Anamnèse
Homme de 62 ans, sans allergie connue, fumeur de 20 cigarettes/jour et bronchitique chronique sous traitement par bronchodilatateurs, sans antécédents familiaux intéressants.

Ce patient s'est présenté aux urgences en juillet 2012 pour une douleur thoracique droite d'allure pleurétique accompagnée d'une dyspnée progressive et d'une toux sans expectoration depuis plusieurs mois.

Examen physique
ECOG 0, il est stable sur le plan hémodynamique et, à l'examen, seules quelques rhonchies respiratoires sont perceptibles.

Tests complémentaires
"Les examens de laboratoire étaient sans particularité.
" Tomodensitométrie thoraco-abdomino-pelvienne (25/7/2012) : avec une masse dans le médiastin antérieur d'environ 15 cm et un épanchement pleural droit.
"Scanner PET-CT (28/7/2012) : une masse médiastinale avec SUV 8,3, une adénopathie prévasculaire droite et un épanchement pleural droit avec SUV 1.
"Thoraconcentèse pour épanchement pleural et bronchoscopie négative pour une tumeur maligne.
"FNA guidée par CT (9/8/2012) : cellules épithéloïdes et fusiformes compatibles avec une origine épithéliale, probablement un thymome.

Diagnostic
Carcinome thymique sarcomatoïde.

Traitement
Le 31/8/2012, après discussion avec le service de chirurgie thoracique, une intervention chirurgicale a été décidée, et une volumineuse tumeur thymique d'environ 15 cm a été découverte avec une infiltration du péricarde, de la plèvre, du nerf phrénique et du parenchyme pulmonaire droit, avec une histologie de carcinome thymique sarcomatoïde envahissant la graisse péricardique, avec une capsule incomplète. Par conséquent, un diagnostic de carcinome thymique EIII de Masaoka avec résection incomplète a été posé et la RT locorégionale adjuvante n'a pas été administrée en raison de la toxicité qu'elle pourrait entraîner.

Évolution
Le 15 octobre 2012, il a été admis pour une dyspnée de base accrue et un scanner thoracique de contrôle a révélé d'importantes masses pleurales, une lymphadénopathie médiastinale et une compression de la veine cave.

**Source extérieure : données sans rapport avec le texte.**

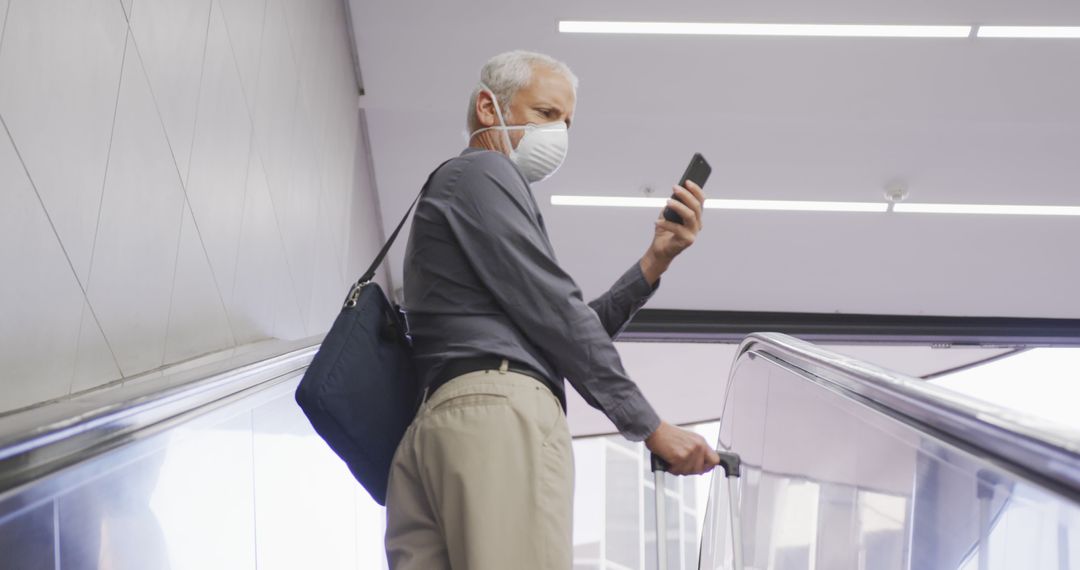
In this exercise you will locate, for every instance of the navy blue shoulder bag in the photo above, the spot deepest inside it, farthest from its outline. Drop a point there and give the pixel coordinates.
(360, 391)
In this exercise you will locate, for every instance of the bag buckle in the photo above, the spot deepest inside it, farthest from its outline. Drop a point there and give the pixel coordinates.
(350, 301)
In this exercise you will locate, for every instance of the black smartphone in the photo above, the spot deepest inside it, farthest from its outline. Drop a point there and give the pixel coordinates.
(697, 172)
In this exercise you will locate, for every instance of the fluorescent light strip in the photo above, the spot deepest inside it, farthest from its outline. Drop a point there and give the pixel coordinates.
(774, 205)
(696, 28)
(1030, 31)
(987, 209)
(797, 205)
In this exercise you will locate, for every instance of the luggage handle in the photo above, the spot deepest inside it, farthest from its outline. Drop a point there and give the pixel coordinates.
(731, 464)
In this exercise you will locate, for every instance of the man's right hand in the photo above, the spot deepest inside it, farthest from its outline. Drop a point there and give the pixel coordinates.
(687, 452)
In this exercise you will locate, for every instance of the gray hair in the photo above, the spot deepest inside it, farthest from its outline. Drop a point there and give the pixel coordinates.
(508, 72)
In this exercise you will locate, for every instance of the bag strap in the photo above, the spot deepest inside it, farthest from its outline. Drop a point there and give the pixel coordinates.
(369, 274)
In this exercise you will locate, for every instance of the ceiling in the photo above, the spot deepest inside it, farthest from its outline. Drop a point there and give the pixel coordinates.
(969, 121)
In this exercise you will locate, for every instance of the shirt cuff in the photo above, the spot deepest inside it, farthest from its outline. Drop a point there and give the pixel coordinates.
(635, 418)
(634, 288)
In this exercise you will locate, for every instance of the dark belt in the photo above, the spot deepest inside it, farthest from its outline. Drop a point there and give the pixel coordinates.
(463, 366)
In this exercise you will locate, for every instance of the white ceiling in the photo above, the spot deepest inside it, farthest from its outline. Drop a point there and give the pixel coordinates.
(970, 121)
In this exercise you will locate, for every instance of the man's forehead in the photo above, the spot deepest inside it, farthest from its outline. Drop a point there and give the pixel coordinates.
(549, 83)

À cette époque, le patient présentait un ECOG 2, une cyanose faciale et une circulation collatérale, ainsi qu'une dyspnée au repos. Une endoprothèse de la veine cave a donc été mise en place et un traitement de soutien a été administré, avec une amélioration clinique.

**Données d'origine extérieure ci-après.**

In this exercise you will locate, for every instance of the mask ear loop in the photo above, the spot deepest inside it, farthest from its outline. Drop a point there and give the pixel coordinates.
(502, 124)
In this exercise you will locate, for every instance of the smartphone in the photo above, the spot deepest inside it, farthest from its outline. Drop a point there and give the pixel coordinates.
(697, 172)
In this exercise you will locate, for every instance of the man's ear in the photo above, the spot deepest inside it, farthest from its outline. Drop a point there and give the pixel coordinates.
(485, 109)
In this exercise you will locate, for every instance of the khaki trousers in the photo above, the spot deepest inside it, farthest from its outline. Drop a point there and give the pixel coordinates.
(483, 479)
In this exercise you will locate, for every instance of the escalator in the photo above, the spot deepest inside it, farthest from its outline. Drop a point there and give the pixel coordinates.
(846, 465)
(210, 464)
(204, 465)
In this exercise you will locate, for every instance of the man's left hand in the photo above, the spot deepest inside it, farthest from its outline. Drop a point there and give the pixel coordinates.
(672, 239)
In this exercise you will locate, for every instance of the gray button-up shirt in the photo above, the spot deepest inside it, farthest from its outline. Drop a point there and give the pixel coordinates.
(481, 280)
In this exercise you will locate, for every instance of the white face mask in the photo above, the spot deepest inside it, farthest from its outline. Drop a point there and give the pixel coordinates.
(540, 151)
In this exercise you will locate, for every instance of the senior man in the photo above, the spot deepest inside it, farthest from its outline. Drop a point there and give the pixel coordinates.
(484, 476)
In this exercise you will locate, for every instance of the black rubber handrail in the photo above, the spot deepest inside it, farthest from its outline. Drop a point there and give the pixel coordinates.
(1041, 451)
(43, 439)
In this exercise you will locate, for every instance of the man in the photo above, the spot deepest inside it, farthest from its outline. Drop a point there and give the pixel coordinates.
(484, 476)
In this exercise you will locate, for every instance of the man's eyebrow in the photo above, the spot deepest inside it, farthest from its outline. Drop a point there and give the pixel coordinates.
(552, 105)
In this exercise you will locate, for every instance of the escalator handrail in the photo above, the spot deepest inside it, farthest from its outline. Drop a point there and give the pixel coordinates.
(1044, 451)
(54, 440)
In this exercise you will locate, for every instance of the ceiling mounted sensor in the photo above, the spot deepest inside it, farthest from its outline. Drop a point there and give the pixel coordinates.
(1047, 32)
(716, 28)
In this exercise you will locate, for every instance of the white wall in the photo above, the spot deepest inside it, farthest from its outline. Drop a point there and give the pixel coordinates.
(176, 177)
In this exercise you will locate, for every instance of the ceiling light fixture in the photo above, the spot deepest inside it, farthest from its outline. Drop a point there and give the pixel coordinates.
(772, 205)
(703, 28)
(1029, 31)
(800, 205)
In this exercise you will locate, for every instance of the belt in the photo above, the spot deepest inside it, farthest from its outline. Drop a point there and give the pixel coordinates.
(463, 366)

Suite à ces résultats, une chimiothérapie a été mise en place avec : CAP (cisplatine/doxorubicine/cyclophosphamide) x 6 cycles, se terminant en février 2013. Par la suite, un PET-CT scan de contrôle a été réalisé, montrant une progression due à un nouveau nodule dans le LSD et des adénopathies médiastinales, de sorte que la deuxième ligne de traitement a été démarrée avec du carboplatine-étoposide pendant trois cycles d'avril à juin 2013, avec une bonne tolérance des deux traitements. Un nouveau scanner thoracique de contrôle a été réalisé avec une progression de la maladie due à un nouveau nodule dans le LSG, et dans ce cas le carboplatine-paclitaxel a été débuté pour 6 cycles, avec une réponse complète. La patiente est restée sans progression pendant 6 mois, mais avec une détérioration clinique progressive et plusieurs admissions pour des infections respiratoires. En juin 2014, un scanner de contrôle a de nouveau montré une progression de la maladie avec des implants pleuraux médiastinaux, avec le dernier régime qu'il a reçu, mais avec une évolution torpide et finalement le décès du patient.